GDPR – Keeping a Continuous Focus on Compliance

The General Data Protection Regulation (GDPR) came into force on 25 May 2018. In the months that followed, the regulators were quiet, but businesses would have been unwise to have been lured into a false sense of security. In fact, data breach notifications were being collected and enforcement actions beginning behind the scenes. By Michael Mittel, President and GM, RapidFire Tools, a Kaseya Company.

  • 4 years ago Posted in

The news that Google had received a 50 million euros (£44m) fine for a breach of GDPR made everyone sit up and pay attention. And it is now helping to build awareness within organisations of the importance of achieving compliance. We expect more activity in the months to come: both on the prosecution side and in terms of responses from businesses affected by the ruling.

 

We have already seen that happen with the Health Insurance Portability and Accountability Act (HIPAA) in the United States. The final regulation was written into law in 2013 but it took some time for businesses to appreciate its impact and its importance. When they did, the impact of the ruling started to snowball. The same is happening now with GDPR.

 

The Challenge of Compliance

 

For many businesses, the issue is that there is no standard checklist for officially meeting the GDPR ruling. Organisations must always do their best to comply under the law but unfortunately there aren't any simple tick-box solutions. They won’t know for certain that they are compliant until an auditor comes in, checks their books and officially confirms that they are.

 

So, when the audit team arrives, businesses need to provide certain documentation required under GDPR. Typically, that will include a policies and procedures document, a data protection impact statement and a risk treatment plan.

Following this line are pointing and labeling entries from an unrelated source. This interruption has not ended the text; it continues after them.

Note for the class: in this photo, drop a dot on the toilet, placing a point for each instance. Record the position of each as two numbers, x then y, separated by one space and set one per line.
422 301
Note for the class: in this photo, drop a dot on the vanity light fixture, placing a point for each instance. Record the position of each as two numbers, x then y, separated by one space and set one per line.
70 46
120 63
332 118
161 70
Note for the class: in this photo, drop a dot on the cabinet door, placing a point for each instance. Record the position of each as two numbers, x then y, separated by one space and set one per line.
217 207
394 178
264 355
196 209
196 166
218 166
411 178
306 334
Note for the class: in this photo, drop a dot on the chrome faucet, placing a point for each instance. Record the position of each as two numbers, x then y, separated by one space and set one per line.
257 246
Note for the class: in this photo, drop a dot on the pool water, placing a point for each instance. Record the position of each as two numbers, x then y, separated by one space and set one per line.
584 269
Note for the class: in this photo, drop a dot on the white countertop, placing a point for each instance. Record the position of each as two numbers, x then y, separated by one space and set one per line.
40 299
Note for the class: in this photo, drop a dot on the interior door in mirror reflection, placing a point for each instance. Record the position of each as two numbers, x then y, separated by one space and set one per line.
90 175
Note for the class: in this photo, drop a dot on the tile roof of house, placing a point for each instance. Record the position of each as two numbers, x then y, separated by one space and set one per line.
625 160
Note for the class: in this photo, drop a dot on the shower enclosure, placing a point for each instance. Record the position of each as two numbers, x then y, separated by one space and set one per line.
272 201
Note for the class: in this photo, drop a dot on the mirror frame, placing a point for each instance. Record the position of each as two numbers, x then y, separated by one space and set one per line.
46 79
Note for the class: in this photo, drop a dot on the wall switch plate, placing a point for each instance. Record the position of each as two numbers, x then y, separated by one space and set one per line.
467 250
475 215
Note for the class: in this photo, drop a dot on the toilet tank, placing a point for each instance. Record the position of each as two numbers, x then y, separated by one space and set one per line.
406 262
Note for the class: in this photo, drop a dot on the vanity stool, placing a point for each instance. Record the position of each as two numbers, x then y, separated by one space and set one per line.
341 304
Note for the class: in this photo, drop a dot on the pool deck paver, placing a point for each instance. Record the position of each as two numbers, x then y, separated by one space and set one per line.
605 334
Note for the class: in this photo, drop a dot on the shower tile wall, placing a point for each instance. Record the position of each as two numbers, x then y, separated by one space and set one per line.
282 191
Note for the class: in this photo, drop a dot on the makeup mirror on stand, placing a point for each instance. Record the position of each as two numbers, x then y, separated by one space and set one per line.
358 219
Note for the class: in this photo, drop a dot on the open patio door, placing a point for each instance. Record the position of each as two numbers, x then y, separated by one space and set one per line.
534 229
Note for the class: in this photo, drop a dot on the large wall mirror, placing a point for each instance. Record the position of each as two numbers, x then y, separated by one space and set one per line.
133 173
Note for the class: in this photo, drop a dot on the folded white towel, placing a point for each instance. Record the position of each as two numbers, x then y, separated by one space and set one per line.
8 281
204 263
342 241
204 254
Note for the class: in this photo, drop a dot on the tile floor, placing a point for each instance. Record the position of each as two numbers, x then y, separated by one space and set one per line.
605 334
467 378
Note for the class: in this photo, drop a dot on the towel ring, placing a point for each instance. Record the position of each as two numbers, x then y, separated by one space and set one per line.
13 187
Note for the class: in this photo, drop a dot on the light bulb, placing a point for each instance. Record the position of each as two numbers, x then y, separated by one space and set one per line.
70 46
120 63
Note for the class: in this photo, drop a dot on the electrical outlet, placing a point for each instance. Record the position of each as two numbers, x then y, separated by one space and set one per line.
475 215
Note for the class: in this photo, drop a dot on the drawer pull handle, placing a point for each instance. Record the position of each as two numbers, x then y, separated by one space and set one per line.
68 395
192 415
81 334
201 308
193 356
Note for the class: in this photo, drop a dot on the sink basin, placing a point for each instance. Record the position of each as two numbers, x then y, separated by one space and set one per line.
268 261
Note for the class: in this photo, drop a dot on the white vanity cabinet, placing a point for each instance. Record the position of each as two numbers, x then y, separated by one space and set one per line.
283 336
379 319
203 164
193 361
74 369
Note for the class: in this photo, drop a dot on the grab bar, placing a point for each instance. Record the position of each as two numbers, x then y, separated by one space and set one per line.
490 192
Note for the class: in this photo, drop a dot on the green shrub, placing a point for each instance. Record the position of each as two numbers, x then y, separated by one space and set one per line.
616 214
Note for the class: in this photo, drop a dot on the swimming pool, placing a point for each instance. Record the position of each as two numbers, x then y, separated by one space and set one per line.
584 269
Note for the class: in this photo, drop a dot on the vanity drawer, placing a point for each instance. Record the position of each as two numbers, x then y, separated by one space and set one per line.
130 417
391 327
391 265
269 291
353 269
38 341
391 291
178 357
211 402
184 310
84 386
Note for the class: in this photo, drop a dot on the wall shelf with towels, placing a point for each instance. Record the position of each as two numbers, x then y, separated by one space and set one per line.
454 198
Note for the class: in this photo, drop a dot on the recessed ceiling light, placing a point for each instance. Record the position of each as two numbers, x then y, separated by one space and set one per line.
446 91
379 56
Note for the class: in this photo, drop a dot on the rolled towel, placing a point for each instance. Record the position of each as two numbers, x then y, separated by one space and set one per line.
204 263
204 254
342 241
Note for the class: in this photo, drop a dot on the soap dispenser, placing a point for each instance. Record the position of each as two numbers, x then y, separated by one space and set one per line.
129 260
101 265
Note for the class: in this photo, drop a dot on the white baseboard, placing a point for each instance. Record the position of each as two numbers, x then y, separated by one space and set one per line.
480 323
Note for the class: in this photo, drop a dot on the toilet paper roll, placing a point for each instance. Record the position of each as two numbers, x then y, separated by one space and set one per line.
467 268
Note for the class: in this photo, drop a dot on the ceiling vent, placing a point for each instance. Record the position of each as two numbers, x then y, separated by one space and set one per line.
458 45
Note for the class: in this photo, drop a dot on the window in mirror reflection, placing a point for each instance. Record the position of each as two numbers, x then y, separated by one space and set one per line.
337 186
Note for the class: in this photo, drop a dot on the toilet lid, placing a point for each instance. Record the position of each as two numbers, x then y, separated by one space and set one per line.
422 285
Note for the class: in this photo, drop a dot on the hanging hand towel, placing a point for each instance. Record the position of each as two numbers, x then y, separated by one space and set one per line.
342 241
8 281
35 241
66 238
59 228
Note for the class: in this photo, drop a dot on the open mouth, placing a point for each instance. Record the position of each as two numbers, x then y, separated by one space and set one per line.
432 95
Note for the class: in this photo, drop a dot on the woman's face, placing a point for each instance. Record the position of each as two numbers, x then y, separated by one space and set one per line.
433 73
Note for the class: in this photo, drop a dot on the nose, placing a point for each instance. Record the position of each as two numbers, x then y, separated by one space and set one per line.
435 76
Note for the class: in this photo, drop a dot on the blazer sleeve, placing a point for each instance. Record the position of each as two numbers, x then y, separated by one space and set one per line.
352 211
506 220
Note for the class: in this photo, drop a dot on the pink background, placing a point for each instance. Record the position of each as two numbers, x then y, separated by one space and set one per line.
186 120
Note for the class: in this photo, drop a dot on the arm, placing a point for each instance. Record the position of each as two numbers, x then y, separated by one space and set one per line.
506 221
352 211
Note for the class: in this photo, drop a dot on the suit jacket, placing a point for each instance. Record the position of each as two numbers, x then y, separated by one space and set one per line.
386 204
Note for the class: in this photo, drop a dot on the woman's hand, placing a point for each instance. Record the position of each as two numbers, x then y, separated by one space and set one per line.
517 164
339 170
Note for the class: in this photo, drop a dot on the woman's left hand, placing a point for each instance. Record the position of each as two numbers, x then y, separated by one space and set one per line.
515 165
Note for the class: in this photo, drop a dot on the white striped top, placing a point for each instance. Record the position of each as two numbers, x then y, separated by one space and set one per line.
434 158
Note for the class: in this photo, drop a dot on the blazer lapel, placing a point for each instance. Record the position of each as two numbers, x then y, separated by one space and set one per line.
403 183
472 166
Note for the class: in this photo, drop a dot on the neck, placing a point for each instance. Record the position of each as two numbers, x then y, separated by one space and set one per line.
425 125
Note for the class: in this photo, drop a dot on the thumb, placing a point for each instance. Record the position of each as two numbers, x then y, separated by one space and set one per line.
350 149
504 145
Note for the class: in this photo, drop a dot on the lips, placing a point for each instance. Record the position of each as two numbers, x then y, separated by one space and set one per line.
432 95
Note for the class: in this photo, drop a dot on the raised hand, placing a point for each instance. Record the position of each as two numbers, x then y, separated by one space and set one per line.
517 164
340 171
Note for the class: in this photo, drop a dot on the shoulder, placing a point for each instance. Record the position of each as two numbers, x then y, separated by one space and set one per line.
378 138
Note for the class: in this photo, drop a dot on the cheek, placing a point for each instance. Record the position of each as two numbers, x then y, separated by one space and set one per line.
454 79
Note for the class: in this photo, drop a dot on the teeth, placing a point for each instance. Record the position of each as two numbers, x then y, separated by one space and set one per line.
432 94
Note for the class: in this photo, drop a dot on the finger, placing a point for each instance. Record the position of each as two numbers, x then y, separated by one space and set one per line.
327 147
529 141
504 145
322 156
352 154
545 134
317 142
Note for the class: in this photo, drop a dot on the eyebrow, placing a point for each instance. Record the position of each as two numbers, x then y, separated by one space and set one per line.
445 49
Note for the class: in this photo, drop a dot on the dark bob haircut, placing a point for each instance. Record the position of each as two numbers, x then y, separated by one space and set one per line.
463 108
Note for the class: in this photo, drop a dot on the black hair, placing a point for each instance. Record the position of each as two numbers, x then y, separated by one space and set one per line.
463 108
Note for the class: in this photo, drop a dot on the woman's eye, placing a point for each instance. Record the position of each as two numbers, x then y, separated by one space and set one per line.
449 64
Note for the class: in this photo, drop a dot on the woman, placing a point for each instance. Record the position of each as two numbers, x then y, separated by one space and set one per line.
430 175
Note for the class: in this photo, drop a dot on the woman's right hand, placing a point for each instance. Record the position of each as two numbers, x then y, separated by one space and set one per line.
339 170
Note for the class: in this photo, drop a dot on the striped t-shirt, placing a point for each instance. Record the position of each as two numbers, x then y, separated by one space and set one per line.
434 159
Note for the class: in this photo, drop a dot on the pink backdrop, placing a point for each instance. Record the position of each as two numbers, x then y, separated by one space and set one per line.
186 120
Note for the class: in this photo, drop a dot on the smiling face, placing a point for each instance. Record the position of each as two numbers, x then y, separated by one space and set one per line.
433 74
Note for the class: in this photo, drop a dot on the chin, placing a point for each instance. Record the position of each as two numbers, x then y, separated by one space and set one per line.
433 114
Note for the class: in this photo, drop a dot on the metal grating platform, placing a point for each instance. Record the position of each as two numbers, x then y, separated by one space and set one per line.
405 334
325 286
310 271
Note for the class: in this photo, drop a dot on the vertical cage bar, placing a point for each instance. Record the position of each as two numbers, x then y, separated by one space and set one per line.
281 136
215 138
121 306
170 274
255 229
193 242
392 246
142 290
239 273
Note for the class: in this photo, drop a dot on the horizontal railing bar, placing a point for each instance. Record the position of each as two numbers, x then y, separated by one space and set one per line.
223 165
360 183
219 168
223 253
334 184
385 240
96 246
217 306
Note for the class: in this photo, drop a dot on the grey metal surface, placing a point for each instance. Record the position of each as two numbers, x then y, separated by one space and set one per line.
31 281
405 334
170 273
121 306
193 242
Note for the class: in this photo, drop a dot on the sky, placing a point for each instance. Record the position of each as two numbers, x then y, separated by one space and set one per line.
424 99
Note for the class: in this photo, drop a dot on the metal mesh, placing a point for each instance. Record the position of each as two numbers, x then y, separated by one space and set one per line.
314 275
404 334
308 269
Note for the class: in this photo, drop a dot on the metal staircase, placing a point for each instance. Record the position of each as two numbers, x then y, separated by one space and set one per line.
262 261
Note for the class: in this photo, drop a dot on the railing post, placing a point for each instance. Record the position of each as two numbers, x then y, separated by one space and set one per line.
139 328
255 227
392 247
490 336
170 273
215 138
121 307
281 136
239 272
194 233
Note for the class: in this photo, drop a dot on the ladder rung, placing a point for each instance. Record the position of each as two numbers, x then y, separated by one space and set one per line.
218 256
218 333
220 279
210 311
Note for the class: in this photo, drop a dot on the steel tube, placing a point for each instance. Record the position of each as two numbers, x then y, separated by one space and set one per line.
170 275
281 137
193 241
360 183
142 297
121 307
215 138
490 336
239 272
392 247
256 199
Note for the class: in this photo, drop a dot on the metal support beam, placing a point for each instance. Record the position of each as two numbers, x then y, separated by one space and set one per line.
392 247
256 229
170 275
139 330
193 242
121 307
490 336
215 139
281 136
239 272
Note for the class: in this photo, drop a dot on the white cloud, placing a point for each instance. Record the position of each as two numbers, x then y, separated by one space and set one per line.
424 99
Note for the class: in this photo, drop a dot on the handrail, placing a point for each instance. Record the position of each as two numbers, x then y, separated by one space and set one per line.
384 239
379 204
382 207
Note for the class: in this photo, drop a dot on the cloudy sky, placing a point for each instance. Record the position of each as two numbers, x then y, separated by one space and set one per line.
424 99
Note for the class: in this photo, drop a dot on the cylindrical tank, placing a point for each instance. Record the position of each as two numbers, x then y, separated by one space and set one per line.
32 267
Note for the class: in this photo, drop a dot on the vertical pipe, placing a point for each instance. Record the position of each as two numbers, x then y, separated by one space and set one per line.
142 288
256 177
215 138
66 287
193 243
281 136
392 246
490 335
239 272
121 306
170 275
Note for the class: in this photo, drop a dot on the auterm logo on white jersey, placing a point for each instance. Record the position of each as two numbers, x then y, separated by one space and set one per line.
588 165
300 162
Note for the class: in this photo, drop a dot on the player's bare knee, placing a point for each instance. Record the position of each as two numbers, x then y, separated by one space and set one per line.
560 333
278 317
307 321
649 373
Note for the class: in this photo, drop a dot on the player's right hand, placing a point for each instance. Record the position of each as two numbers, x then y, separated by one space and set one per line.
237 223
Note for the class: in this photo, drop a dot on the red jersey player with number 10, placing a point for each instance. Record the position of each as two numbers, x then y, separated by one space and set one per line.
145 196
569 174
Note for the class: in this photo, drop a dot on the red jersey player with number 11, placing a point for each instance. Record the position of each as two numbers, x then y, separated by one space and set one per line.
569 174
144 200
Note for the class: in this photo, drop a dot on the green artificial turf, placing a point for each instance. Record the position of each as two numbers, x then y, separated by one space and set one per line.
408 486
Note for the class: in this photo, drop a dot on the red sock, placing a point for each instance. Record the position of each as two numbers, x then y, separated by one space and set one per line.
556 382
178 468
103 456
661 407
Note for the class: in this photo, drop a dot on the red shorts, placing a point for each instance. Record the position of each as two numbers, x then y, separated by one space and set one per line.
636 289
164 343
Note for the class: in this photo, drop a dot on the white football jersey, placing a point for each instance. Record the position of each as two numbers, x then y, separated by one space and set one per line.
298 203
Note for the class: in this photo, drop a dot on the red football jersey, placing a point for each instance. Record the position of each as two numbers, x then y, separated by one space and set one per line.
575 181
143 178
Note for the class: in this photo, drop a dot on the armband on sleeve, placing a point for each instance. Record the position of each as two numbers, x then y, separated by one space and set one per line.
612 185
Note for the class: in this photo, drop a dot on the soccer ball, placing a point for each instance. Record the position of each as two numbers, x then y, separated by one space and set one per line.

At a minimum, those are the key documents that organisations need to put in place in order to make a reasonable attempt to comply with the law, but they will, in all likelihood, require additional evidence of compliance. Doing nothing is not a viable option.

 

The Role of the DPO

 

In working towards compliance, a growing number of organisations today are looking at hiring data protection officers (DPOs) or other experts. Whether this is proportionate will depend on the size of the business and whether it makes sense economically to have a DPO on staff or whether it would be better to effectively outsource the privacy officer function to an external organisation.

 

For GDPR, organisations have to have a privacy officer and it's similar also with HIPAA in the US and with other compliance standards. Time is pressing on these issues. Whether or not the organisation decides to create this new DPO job role and commits to hiring somebody internally, or alternatively decides that it is going to outsource the function, it must above all make a final decision quickly.

 

Often, discussions on the role of the DPO and privacy officer can create the impression that GDPR is mainly a concern for large enterprises. That’s not the case, of course, small businesses also need to act to address GDPR compliance. After all, they can’t avoid GDPR any more than a large company can.

 

As time goes by and more cases are prosecuted, more fines and penalties meted out, and press coverage of the issue continues to mount up, small companies will increasingly feel the need to proactively address the regulation. They might not have to comply in exactly the same way as a large corporation. They may not have to put a retinal scanner on the data servers that hold privacy information, for example, but they will have to do something to make sure that sensitive data is locked down with dead bolts or implement some other apparatus to secure the data centre.

 

Making the Case

 

Given the work and planning that organisations need to undertake to comply with GDPR, it is worth highlighting that there is a strong rationale behind its implementation. I believe that the consumer owns his or her personal information and has a right not only to protect that information, but to determine when and how it's used; who gets access; whether it should be deleted, or even if it's removed from the service provider's database.

 

I believe that's the responsibility of the owner of that information:  the consumer. Under GDPR, the consumer has a right to be forgotten. That’s not something that is fully enshrined in US law currently. But in the EU, if you want to eliminate your records from a service provider's database, you have that right.

 

The US is heading for a grand type of GDPR overarching privacy law. It may not happen in the first six months of 2019, it may not even happen in 2019 at all, but we are heading in that direction as demonstrated by the recent law that was enacted in California, the Consumer Privacy Act. It's not exactly the same as GDPR, but it's similar, and is designed to protect the consumer and give the consumer rights that in the US that have not been fully acknowledged for many years.

 

It is clear today that we are seeing a general move towards a greater focus on protecting consumer privacy. Organisations need to wake up to that growing call and ensure they are doing all they can to comply with the regulations that apply to them in the markets in which they operate.